The new age will begin when we all embrace the need to identify, evaluate, and finance the growth of materials that can replace toxic or over-exploited harmful materials like plastic. Besides, this exclusive coalition between Adidas and Parley’s only aspiration is to lead the world in the Materials Uprising. “With Adidas products made from recycled plastic, we offer our consumers real added value beyond the look, functionality, and quality of the product. Because every shoe is a small contribution to the preservation of our oceans,” Adidas’ global brands executive Eric Liedtke said.

The move has resulted in Adidas restraining the use of plastic wherever possible.

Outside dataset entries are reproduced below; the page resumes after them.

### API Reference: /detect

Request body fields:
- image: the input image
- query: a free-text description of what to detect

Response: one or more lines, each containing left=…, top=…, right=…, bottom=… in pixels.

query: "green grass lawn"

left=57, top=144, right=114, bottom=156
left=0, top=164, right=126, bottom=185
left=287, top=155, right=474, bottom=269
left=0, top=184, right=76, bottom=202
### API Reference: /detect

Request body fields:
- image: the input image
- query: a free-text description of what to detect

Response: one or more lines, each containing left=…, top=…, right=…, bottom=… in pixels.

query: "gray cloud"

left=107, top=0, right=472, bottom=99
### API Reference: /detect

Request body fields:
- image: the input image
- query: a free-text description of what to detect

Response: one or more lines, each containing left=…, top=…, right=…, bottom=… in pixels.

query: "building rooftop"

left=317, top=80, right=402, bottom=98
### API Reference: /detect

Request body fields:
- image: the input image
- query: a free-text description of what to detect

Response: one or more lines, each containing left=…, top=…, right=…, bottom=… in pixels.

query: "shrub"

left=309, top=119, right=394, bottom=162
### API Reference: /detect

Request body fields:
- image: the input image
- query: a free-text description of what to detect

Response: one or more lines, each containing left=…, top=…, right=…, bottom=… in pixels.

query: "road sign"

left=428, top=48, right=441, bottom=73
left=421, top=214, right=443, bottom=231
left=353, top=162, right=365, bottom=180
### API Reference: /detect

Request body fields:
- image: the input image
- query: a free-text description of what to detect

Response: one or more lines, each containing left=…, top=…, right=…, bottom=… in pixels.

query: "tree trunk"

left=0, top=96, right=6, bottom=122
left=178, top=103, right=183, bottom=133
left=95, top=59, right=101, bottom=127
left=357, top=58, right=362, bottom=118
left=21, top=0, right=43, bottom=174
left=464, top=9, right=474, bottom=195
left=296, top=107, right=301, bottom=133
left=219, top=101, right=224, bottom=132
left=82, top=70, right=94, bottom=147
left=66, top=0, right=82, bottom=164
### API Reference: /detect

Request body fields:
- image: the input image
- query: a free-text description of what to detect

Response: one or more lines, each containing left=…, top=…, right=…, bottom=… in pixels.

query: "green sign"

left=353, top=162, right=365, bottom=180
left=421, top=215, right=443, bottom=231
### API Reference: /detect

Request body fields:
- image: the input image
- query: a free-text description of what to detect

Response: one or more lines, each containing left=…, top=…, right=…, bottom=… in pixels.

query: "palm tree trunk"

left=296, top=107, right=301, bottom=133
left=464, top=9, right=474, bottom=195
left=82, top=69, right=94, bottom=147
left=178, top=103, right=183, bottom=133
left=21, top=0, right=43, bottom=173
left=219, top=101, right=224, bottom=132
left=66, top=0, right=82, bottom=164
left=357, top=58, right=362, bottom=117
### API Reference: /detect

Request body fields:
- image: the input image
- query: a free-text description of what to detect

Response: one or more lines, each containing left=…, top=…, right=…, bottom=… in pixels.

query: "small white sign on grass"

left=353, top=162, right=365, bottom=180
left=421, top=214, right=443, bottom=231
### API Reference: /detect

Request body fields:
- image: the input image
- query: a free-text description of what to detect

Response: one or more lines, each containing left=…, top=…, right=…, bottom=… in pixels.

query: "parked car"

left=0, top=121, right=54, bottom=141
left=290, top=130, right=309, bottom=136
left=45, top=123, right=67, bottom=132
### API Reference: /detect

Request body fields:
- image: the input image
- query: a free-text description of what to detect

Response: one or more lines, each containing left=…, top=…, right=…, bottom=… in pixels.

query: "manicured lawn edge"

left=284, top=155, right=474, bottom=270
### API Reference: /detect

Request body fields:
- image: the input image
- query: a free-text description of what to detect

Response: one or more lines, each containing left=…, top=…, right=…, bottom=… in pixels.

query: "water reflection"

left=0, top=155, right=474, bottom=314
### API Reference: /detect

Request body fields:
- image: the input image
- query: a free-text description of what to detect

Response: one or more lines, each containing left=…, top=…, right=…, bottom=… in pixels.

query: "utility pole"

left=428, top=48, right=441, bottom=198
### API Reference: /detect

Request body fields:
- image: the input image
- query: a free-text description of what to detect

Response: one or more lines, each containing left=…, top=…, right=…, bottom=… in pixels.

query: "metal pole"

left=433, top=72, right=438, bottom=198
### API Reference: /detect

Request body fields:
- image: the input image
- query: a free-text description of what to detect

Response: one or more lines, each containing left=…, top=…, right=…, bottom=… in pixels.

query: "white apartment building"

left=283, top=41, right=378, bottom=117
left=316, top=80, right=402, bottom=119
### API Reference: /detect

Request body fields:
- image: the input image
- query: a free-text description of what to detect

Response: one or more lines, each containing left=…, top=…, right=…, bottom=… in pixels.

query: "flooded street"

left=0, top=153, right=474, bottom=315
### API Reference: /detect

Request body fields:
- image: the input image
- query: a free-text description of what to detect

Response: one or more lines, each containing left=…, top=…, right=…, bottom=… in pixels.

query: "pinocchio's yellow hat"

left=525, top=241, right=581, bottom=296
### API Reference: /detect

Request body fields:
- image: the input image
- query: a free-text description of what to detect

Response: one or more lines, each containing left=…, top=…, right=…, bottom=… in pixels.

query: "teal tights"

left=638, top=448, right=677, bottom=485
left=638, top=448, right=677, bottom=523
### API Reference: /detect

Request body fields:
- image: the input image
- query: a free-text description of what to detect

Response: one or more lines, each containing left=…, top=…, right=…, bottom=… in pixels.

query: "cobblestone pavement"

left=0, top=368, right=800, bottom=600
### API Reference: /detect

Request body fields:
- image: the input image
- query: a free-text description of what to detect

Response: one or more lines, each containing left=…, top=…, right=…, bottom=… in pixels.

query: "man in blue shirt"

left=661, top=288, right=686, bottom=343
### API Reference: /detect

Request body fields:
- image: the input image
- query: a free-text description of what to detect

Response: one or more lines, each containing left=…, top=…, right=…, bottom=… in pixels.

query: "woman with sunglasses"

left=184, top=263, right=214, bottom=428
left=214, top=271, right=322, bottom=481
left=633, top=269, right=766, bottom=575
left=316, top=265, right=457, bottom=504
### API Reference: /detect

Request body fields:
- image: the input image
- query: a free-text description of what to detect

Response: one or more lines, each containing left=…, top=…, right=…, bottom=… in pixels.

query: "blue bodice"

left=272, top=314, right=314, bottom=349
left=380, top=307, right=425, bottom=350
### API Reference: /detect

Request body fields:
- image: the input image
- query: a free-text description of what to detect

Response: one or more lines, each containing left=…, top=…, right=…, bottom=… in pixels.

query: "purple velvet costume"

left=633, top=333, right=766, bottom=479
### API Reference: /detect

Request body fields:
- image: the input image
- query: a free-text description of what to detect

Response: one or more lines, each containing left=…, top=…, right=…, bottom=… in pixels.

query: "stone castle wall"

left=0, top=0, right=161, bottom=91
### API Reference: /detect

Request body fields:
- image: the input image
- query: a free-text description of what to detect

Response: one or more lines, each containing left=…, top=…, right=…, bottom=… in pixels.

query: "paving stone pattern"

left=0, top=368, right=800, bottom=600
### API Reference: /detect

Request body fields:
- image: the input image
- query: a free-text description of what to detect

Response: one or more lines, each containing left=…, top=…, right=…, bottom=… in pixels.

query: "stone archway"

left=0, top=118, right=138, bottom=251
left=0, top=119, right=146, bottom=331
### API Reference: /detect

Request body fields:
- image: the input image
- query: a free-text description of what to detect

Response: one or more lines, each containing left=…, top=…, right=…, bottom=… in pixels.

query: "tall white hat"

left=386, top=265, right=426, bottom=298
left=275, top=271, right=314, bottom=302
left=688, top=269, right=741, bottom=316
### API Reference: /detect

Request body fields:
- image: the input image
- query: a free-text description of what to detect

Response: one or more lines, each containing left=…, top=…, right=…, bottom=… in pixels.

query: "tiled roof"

In the mood of celebrating its anniversary, Adidas and Parley have revealed the Adidas-ParleyUltraBOOST DNA, a shoe built on the historic prototype to be introduced in 2015.

The Adidas-Parley UltraBOOST DNA will be in snowy white and pitch black colors. The top is enclosed by sewed Blue Spirit streaks extending from the toe box to heel while going up and decreasing alike ripples surrounding the midfoot. It has minimum branding mostly by stitched moderated Adidas logo on the section and tongue. Parley’s emblem is embossed on the sock liner, and a complete full-foot white midsole and black rubber outsole in standard UltraBOOST fashion.

Welcome to the beginning of a new era!